[Tutor] Why doesn't this regex match???

Sat, 09 Feb 2002 01:25:25 -0500

[Sheila King]
> OK, I'm having some trouble with using the re module for regular
> expression matching. (I'm very new to using regular expressions, so I
> suppose I could be doing something really stupid?)

Congratulations:  you win, but only partly <wink>.

> Here is a session with the interactive interpreter:
>
> Python 2.2 (#28, Dec 21 2001, 12:21:22) [MSC 32 bit (Intel)] on win32
> Type "copyright", "credits" or "license" for more information.
> IDLE 0.8 -- press F1 for help
> >>> import re
> >>> searchstring = 'ADV: FREE FREE OFFERZ!!!!'
> >>> pattern = 'adv:'
> >>> p = re.compile(r'\b%s\b' % pattern)
> >>> result = p.search(searchstring, re.IGNORECASE)
> >>> result
> >>> print result
> None
>
> I would have expected to get a match on the above situation.

This is a pretty amazing failure:  the second argument to p.search is the
position in the string at which to begin the search (read the docs for
this).  re.IGNORECASE doesn't make any real sense there, but it just so
happens that

>>> re.IGNORECASE
2
>>>

So you're really asking to search 'V: FREE FREE OFFERZ!!!!' for 'ADV:', and
of course it isn't found.  If you compile the pattern like this instead:

    p = re.compile(r'\b%s\b' % re.escape(pattern), re.IGNORECASE)

and search via plain

    p.search(searchstring)

you'll be in much better shape, but it *still* won't match.  That's because
of the ":\b" in your pattern:  \b matches only at a word boundary, which
means an alphabetic character must be on one side and a non-alphabetic on
the other.  In ":\b", the colon is non-alphabetic, so this can only match
things like

   :A
   :a

etc.

Backing off to something simpler is always a good idea until you're
absolutely certain how regexps work:

>>> p = re.compile('adv:', re.IGNORECASE)
>>> p.search(searchstring)
<_sre.SRE_Match object at 0x00794D10>
>>> _.group(0)
'ADV:'
>>>

*Now* you can try making the pattern fancier again.

> Now when I try this:
>
> >>> searchstring = 'Viagra without a prescription!'
> >>> pattern = 'viagra'
> >>> p = re.compile(r'\b%s\b' % pattern)
> >>> result = p.search(searchstring, re.IGNORECASE)
> >>> result
> >>> print result
> None
> >>> searchstring = 'get viagra without a prescription!'
> >>> pattern = 'viagra'
> >>> p = re.compile(r'\b%s\b' % pattern)
> >>> result = p.search(searchstring, re.IGNORECASE)
> >>> result
> <_sre.SRE_Match object at 0x00AF4010>
> >>>
>
> If 'viagra' comes at the beginning, it doesn't match, but if it comes in
> the middle it does.

This is again because re.IGNORECASE is being used in a context where it
doesn't make sense (it's telling .search() to ignore the first two
characters of the string).

> So, one starts to think that \b, the word boundary, won't match at the
> beginning of a string (which is totally contrary to what I would expect).

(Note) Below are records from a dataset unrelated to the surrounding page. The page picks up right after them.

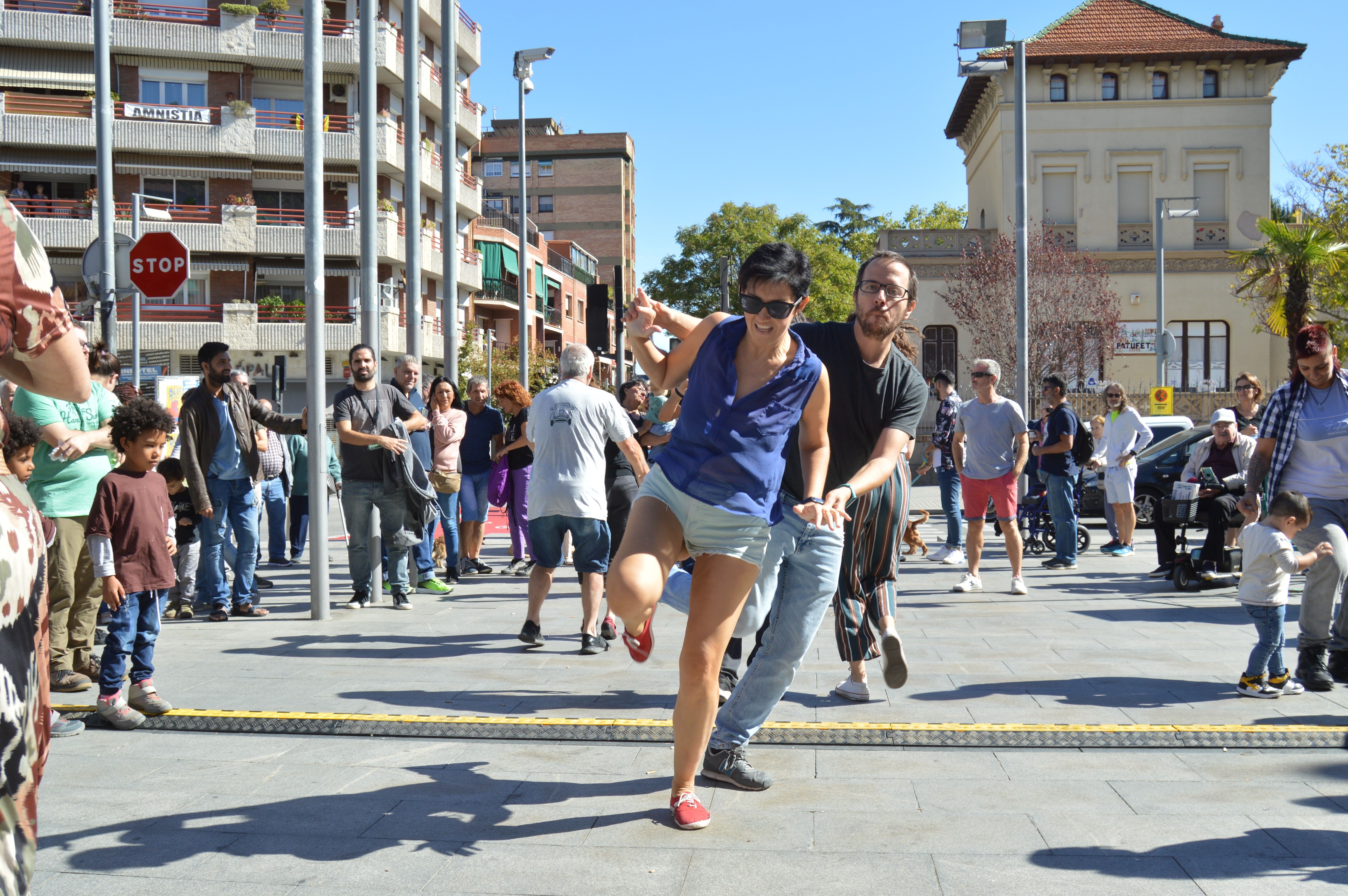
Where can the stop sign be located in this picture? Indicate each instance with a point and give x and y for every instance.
(160, 265)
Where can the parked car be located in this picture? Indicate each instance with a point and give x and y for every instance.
(1163, 429)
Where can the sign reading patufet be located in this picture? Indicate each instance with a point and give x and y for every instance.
(188, 115)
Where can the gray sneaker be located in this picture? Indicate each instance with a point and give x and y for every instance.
(732, 767)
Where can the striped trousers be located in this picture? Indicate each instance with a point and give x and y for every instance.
(870, 562)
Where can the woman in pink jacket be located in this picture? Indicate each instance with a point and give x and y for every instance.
(447, 425)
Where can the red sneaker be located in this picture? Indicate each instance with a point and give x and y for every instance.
(641, 646)
(689, 813)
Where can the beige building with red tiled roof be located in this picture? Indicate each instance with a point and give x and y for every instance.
(1126, 104)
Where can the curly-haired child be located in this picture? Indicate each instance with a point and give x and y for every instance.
(131, 541)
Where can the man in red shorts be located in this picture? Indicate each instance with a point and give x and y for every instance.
(990, 446)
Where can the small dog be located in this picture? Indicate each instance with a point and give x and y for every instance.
(912, 538)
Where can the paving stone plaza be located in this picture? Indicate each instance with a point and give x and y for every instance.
(220, 814)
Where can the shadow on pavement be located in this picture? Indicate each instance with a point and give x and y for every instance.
(455, 810)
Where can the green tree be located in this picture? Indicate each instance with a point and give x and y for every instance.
(1278, 278)
(692, 279)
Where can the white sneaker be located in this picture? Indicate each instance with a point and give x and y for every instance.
(855, 692)
(970, 583)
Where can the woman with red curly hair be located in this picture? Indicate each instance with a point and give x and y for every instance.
(516, 401)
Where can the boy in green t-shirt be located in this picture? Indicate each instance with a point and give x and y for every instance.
(68, 465)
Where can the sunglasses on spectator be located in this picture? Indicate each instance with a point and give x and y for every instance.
(778, 311)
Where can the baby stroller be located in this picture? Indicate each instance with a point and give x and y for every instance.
(1036, 523)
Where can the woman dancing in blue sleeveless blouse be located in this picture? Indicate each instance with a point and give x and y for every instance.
(712, 494)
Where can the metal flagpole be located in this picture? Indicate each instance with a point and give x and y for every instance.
(412, 191)
(316, 386)
(449, 181)
(368, 183)
(103, 161)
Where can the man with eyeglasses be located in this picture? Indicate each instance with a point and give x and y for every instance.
(878, 398)
(991, 446)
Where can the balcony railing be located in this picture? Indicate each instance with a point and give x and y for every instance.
(123, 10)
(296, 219)
(296, 122)
(1210, 235)
(269, 313)
(498, 290)
(1134, 236)
(296, 25)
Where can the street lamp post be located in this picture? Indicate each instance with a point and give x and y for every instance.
(135, 297)
(1159, 238)
(525, 61)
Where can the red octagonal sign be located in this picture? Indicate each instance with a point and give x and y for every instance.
(160, 265)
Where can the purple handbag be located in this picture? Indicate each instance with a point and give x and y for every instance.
(498, 487)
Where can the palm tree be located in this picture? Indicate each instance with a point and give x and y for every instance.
(1280, 275)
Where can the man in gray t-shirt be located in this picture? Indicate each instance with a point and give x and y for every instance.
(569, 426)
(990, 448)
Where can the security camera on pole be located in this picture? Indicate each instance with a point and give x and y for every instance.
(525, 61)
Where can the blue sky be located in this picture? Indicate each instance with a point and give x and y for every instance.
(799, 103)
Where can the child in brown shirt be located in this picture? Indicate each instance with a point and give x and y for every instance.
(131, 541)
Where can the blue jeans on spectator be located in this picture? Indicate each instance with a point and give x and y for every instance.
(131, 633)
(1064, 513)
(234, 505)
(449, 522)
(1268, 654)
(358, 500)
(274, 499)
(950, 483)
(795, 589)
(472, 496)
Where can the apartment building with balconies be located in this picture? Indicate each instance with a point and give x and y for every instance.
(1126, 104)
(209, 116)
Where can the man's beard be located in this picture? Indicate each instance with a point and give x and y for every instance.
(878, 325)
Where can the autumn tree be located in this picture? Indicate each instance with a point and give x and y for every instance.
(1074, 312)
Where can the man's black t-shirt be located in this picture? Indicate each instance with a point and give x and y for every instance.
(368, 413)
(863, 402)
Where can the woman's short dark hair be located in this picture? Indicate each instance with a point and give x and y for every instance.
(778, 263)
(138, 417)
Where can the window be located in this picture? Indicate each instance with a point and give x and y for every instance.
(1060, 204)
(1202, 366)
(1211, 188)
(173, 94)
(940, 351)
(181, 192)
(1134, 197)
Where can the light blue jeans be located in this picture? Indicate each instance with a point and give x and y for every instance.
(1064, 513)
(795, 588)
(358, 500)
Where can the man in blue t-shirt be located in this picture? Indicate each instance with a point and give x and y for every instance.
(482, 436)
(1059, 471)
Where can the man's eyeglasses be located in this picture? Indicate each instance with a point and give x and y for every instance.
(892, 292)
(778, 311)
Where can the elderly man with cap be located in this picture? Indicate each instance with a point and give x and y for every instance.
(1227, 453)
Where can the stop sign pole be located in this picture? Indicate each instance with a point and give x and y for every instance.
(160, 265)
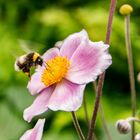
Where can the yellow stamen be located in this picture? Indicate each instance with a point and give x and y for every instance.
(56, 69)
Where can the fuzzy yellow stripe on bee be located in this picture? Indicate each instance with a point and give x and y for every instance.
(35, 56)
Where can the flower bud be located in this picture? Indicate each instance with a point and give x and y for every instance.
(126, 9)
(123, 126)
(137, 137)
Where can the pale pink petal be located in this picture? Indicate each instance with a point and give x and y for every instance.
(88, 61)
(35, 85)
(39, 105)
(35, 133)
(67, 96)
(71, 43)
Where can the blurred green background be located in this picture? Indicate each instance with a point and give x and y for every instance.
(44, 22)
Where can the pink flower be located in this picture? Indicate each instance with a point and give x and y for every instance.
(61, 81)
(35, 133)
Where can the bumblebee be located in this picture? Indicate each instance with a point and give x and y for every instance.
(25, 62)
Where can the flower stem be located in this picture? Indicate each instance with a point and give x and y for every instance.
(102, 76)
(77, 126)
(85, 110)
(131, 70)
(101, 111)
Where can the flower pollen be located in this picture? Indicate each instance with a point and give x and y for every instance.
(56, 69)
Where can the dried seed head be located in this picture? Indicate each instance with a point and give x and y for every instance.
(137, 137)
(123, 126)
(126, 9)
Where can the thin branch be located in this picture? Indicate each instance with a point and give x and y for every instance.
(102, 76)
(131, 70)
(77, 126)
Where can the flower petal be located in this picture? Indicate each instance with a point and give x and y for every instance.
(51, 53)
(35, 85)
(71, 43)
(67, 96)
(39, 105)
(35, 133)
(88, 61)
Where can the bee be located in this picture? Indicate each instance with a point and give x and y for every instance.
(25, 62)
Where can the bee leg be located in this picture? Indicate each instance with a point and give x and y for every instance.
(26, 71)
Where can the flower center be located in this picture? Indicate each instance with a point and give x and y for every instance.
(56, 69)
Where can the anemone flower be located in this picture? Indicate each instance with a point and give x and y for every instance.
(60, 82)
(35, 133)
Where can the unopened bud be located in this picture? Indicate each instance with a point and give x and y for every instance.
(126, 9)
(137, 137)
(123, 126)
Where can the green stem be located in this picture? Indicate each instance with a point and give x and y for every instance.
(85, 110)
(77, 126)
(102, 76)
(101, 111)
(131, 70)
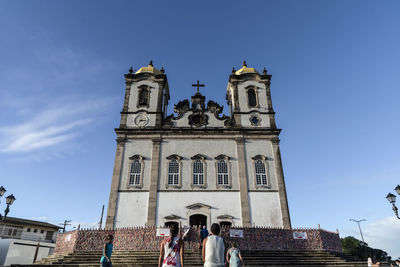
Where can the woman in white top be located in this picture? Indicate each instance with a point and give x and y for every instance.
(213, 248)
(172, 250)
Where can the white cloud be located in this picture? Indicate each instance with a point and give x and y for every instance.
(382, 234)
(49, 126)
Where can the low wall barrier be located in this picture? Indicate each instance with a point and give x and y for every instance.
(255, 238)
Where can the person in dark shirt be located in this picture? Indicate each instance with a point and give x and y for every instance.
(203, 234)
(105, 260)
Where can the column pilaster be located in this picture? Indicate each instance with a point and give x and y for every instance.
(115, 182)
(126, 104)
(281, 184)
(244, 195)
(154, 176)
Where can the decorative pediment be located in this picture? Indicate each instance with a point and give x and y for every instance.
(225, 217)
(174, 156)
(199, 156)
(197, 206)
(172, 217)
(225, 157)
(136, 157)
(181, 108)
(257, 157)
(198, 119)
(214, 107)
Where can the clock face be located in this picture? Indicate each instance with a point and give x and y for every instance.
(141, 120)
(255, 120)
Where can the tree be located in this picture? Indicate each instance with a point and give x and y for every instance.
(353, 246)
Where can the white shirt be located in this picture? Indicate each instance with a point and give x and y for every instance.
(215, 250)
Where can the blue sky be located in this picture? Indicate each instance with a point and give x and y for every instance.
(335, 90)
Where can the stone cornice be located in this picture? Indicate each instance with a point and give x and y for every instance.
(197, 131)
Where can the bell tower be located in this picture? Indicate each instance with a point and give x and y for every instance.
(249, 98)
(146, 98)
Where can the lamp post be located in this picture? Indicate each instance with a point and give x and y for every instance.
(9, 200)
(392, 199)
(358, 222)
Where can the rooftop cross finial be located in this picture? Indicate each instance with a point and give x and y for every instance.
(198, 85)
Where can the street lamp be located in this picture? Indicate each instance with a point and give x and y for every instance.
(358, 222)
(392, 200)
(9, 200)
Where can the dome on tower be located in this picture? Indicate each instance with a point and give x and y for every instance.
(245, 70)
(149, 69)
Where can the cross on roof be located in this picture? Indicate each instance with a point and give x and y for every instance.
(198, 85)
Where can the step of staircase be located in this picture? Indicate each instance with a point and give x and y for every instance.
(193, 258)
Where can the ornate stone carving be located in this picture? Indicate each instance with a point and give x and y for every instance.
(214, 107)
(229, 123)
(198, 118)
(181, 108)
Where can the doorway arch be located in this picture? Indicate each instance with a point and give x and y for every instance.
(225, 224)
(198, 220)
(169, 224)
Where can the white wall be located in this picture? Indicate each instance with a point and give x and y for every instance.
(4, 245)
(261, 94)
(223, 203)
(132, 209)
(187, 148)
(142, 147)
(260, 147)
(153, 95)
(212, 121)
(22, 251)
(265, 209)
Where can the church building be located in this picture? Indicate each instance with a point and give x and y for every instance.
(197, 166)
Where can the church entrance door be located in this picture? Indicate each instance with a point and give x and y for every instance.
(169, 224)
(198, 219)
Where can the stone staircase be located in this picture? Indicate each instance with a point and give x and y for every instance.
(193, 258)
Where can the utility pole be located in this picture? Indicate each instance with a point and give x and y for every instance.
(64, 224)
(101, 218)
(358, 223)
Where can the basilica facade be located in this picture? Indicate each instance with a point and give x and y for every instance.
(197, 166)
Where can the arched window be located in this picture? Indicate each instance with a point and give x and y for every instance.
(261, 172)
(198, 172)
(144, 97)
(173, 172)
(136, 164)
(222, 172)
(251, 94)
(136, 171)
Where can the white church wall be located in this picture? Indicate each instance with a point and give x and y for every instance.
(130, 121)
(187, 148)
(212, 121)
(260, 147)
(135, 91)
(175, 203)
(132, 209)
(142, 147)
(265, 209)
(264, 120)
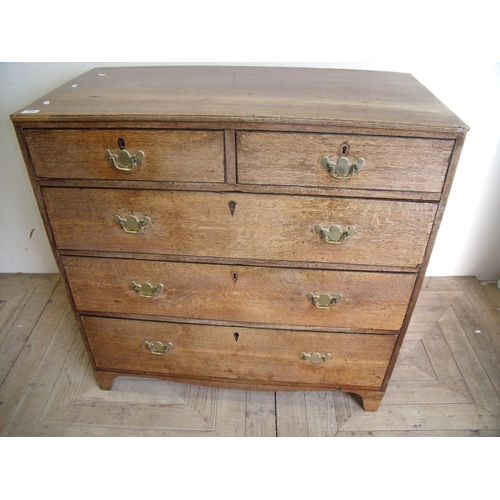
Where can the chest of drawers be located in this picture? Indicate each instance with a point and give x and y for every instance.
(251, 228)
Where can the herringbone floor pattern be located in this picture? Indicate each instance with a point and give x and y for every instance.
(446, 382)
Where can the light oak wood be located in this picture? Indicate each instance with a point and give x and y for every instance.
(295, 160)
(170, 155)
(241, 354)
(242, 94)
(261, 227)
(240, 293)
(254, 137)
(51, 390)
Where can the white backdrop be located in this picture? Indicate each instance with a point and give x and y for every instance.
(468, 243)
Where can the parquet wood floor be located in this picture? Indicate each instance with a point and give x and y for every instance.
(446, 381)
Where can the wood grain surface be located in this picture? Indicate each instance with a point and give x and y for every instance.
(242, 94)
(170, 155)
(208, 352)
(294, 159)
(240, 293)
(266, 227)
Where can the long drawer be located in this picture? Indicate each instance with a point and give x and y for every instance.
(391, 163)
(277, 296)
(200, 351)
(170, 155)
(267, 227)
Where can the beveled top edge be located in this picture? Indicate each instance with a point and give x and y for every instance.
(243, 94)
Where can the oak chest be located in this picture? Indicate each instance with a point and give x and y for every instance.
(252, 228)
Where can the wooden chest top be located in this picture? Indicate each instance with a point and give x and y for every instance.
(246, 94)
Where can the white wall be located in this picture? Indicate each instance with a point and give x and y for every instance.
(469, 240)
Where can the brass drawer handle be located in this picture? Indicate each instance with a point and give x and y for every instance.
(132, 224)
(335, 235)
(343, 168)
(158, 348)
(325, 300)
(147, 290)
(124, 161)
(315, 357)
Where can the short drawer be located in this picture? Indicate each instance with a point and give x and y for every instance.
(267, 227)
(243, 294)
(187, 156)
(391, 163)
(204, 352)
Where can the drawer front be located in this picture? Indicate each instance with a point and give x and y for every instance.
(375, 301)
(294, 159)
(189, 156)
(239, 353)
(389, 233)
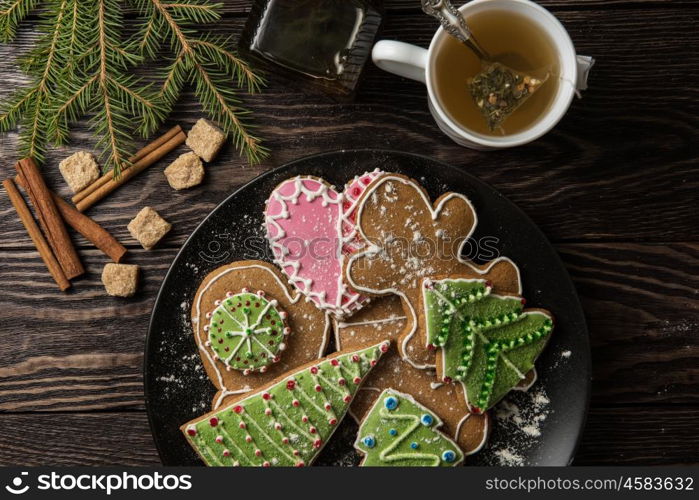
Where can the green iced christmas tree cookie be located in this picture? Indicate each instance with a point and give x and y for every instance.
(487, 341)
(246, 331)
(287, 423)
(399, 431)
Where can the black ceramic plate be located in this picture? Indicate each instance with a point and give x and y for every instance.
(539, 427)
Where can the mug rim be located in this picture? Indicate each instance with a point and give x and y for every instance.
(549, 119)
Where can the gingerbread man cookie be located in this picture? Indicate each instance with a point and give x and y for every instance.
(411, 239)
(250, 327)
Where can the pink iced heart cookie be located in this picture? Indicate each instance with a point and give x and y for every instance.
(311, 228)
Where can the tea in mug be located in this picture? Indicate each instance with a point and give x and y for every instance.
(476, 99)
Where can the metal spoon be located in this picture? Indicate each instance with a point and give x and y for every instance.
(454, 23)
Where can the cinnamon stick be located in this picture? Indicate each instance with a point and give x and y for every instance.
(50, 219)
(135, 169)
(83, 224)
(136, 157)
(35, 234)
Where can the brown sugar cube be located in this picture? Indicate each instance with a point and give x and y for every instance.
(148, 227)
(205, 139)
(120, 280)
(79, 170)
(185, 172)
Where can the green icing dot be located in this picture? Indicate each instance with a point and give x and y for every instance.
(246, 331)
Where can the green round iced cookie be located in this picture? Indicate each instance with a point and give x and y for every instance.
(247, 330)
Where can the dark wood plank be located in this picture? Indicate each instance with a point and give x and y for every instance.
(621, 165)
(613, 436)
(640, 436)
(83, 351)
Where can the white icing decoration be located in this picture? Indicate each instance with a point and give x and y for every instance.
(224, 391)
(353, 299)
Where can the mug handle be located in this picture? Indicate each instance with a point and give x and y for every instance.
(402, 59)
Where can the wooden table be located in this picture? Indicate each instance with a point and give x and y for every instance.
(614, 186)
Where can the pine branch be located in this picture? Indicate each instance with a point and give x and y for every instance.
(12, 12)
(31, 108)
(83, 65)
(207, 64)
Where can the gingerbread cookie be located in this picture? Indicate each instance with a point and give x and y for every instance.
(384, 318)
(251, 328)
(487, 340)
(287, 421)
(411, 239)
(399, 431)
(311, 229)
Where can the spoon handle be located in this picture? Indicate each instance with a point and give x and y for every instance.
(453, 23)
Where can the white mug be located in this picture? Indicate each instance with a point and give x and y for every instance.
(417, 63)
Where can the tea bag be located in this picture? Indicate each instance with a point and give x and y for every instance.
(499, 90)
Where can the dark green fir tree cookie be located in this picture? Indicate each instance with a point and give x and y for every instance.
(399, 431)
(288, 422)
(487, 341)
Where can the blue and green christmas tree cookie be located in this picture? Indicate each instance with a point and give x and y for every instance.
(487, 341)
(399, 431)
(246, 331)
(286, 423)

Yes, \b matches at the start of a string.

> ...
> The task I am trying to accomplish right now is this:
>
> I have a list of strings (common words and phrases one might expect to
> find in a Spam email, if that wasn't obvious from the above examples)
> and I want to do a regular expression search against the subject of an
> email and see if I get a match or not (after which I handle the email).

regexps are a wonderful tool at times, but (a) are difficult to use
correctly, and (b) get used for all sorts of things they're not good at.
One of the best quotes on the topic comes from Jamie Zawinski:

    Some people, when confronted with a problem, think "I know, I'll use
    regular expressions."  Now they have two problems.

Here's another approach to your problem:

1. Convert all your phrases to (say) lowercase first.

2. Say the list is spamphrases, and the subject line is "subject".

   Then

       s = subject.lower()
       isjunk = 0
       for phrase in spamphrases:
           if s.find(phrase) >= 0:
               isjunk = 1
               break

   is worth considering.  It won't tie your head in knots, anyway.